# How do you predict adult size based on puppy size?



## Gigit (Oct 13, 2008)

Finnigan was the largest in his litter, by far. He was a pound and a half heavier than all of his siblings at not quite 10 weeks, and a full head larger (his siblings were the size of his body minus his head, and several inches shorter.)

His breeders told me he would be at least 15 pounds full grown, but they weren't 100% sure. On the plus side, he's a "gentle giant" as he was the most gentle and laid back of the litter (why we chose him.) 

How do you tell how large a poodle (toy, mini, standard) will be? What scale if any is used?

Once he is adjusted and everything is settled in, we may entertain the idea of a second, either another very large mini or a small standard male, so I'd like to know how their sizing works as well.

Thanks in advance.


----------



## 24953 (Oct 27, 2013)

*standard size*

Hey there,
This is also just what I am trying to find out, for my standard!!!

she is 23" and 44lbs now at 7 months...
she was 20" and 29lbs at 4 months...
(I think her weight is spot on for her, very lean but heavy, can just feel spine etc but not see & nice grab of fat on her but very defined waist and tucked up tummy,)

Id like to see if there is a pattern or if it is just random and some stop growing quicker than others, 
I have seen the chart around the forums and it would look like she should reach 25"+ but her parents were both 26" as far as I know,
and if she only has 2" left to go she seems young at 7 months to only have that small bit of growing left in her over 5 months -
generally it seems people say growing pretty much stops at a year? Is this what everyone finds? I know it will slow down but 5 months to grow only 2" seems a long time but maybe that is it?

The vet saw her at 4 1/2 months and thought we had or were told the age wrong and she was older till I gave him the vet book from the breeder stating her date of birth, and said she was going to grow to a massive size.

They say to go by paws when they are puppies as well - have no idea if that is true or rubbish - hers are massive. The palm of my own hand is hardly any bigger.
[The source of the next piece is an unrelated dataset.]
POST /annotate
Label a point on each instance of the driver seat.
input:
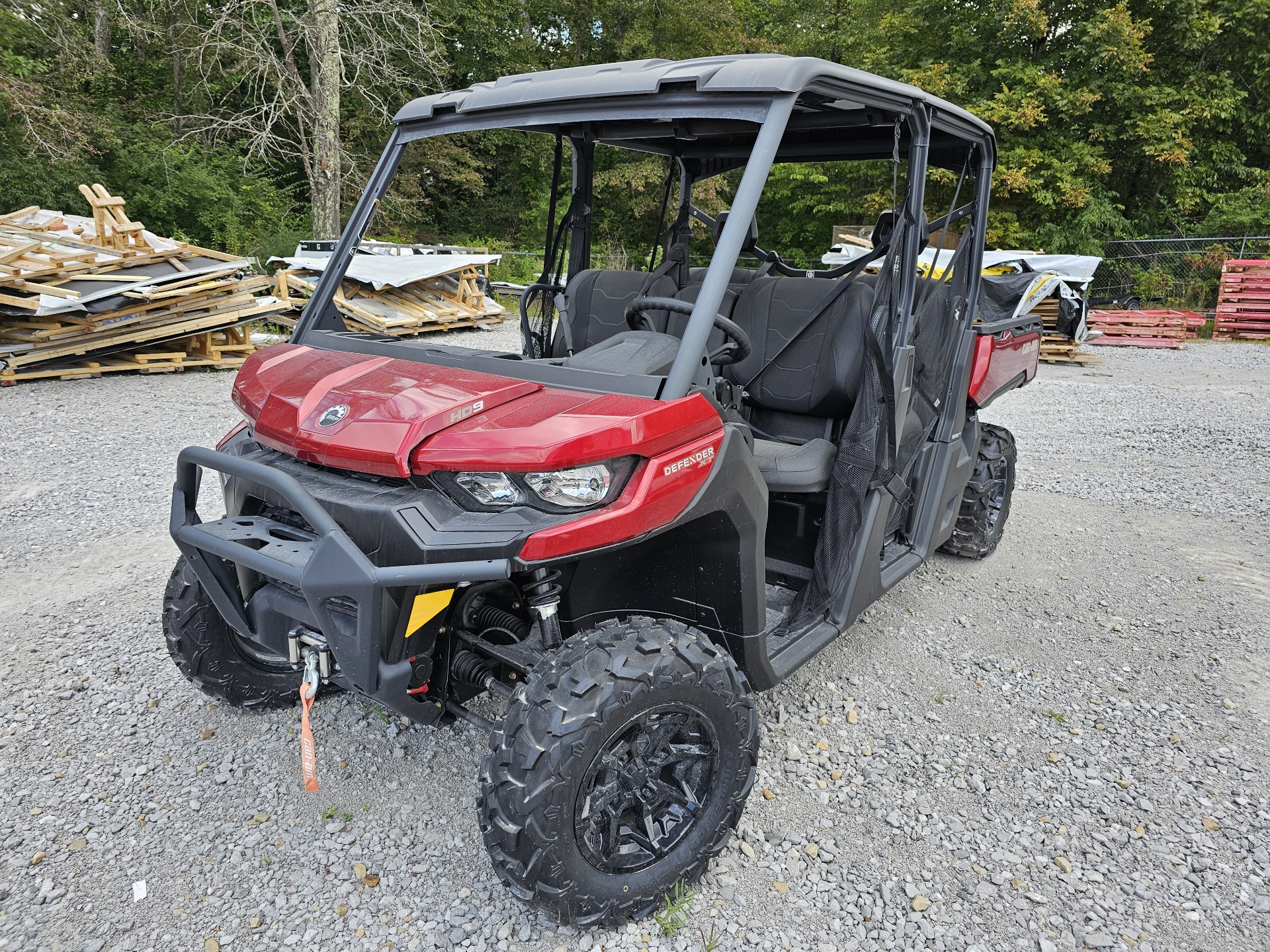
(596, 306)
And I see a lot about european restriction past 24" for showing, I don't know about it - but I will say my breeder said one of the other littler mates was going to be shown and he was bigger than my girl so Id presume he is at least matching my girls height and exceed the 24" - so don't know if he's going into a different thing or what, that's the UK if anyone knows about that

I know she''l just grow to whatever size she grows, and she's big as it is, but it's nice to have an idea and see what other peoples standards were & are.


----------



## canil_quindim (Feb 22, 2009)

*how much will grow*

im a breeder of standards, and is hard for me to tell what size will be my puppies

some will grow to 10-11 months old and then just fill in body (the ones who grown till this age are the biggest ones)
another ones will stop growing at 7 months old and then just fill in body (those are the smallest ones)

i have just imported a poodle male from USA (im from Brazil), couse my male puppies are getting wey too huge 27' - 28', thats realy huge for us here in Brazil, couse we follow FCI rules about sizes.
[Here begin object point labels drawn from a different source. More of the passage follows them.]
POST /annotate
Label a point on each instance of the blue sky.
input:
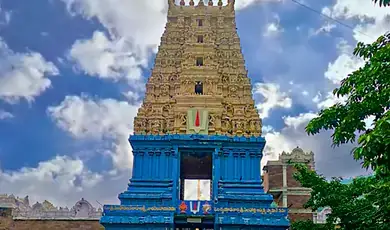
(72, 75)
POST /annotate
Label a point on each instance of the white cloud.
(63, 181)
(23, 75)
(272, 98)
(344, 65)
(99, 120)
(5, 115)
(5, 16)
(113, 59)
(365, 31)
(273, 29)
(329, 161)
(338, 70)
(295, 122)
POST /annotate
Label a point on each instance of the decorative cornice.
(297, 155)
(191, 137)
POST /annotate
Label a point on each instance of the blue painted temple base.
(152, 199)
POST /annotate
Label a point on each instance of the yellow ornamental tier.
(199, 83)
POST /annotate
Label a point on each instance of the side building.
(17, 214)
(287, 192)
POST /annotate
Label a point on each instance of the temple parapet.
(297, 155)
(21, 210)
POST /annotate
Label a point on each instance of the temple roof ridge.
(189, 3)
(297, 155)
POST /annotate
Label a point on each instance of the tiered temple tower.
(280, 182)
(198, 121)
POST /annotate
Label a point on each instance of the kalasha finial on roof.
(171, 3)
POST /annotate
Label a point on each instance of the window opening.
(199, 61)
(199, 88)
(200, 38)
(196, 175)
so my new boy is from a kennel that breeds smaller size standards, they have imported moyen poodles from Europa to breed to their small size standard females

so my new puppy is 5 months old (made yesterday) he is 15'78 and 18lbs, breeder says he is going to reach 19'-20' (that would be perfect for what i need) but he seems so petit!

i realy would love to know how much grow he still has to do

his dad is from russia, all medium poodles ranging from 17'-18' tall
and mom´s side have standards and mediums from germany, ranging from 17' to 22'


----------



## Tiny Poodles (Jun 20, 2013)

My formula for Tpoo adult weight is double the weight at 16 weeks, plus half to one pound.


Sent from Petguide.com Free App


----------



## 24953 (Oct 27, 2013)

Tiny Poodles said:


> My formula for Tpoo adult weight is double the weight at 16 weeks, plus half to one pound.
> 
> 
> Sent from Petguide.com Free App


I seen a similar thing for standards somewhere else - to double the weight from 4 months old can't remember if it said about the extra added on


----------



## Tiny Poodles (Jun 20, 2013)

Lilly said:


> I seen a similar thing for standards somewhere else - to double the weight from 4 months old can't remember if it said about the extra added on


Well if it did say that, I would guess it would be more like add 5-10 pounds - but perhaps somebody better in math then I could figure that out more precisely!


Sent from Petguide.com Free App


----------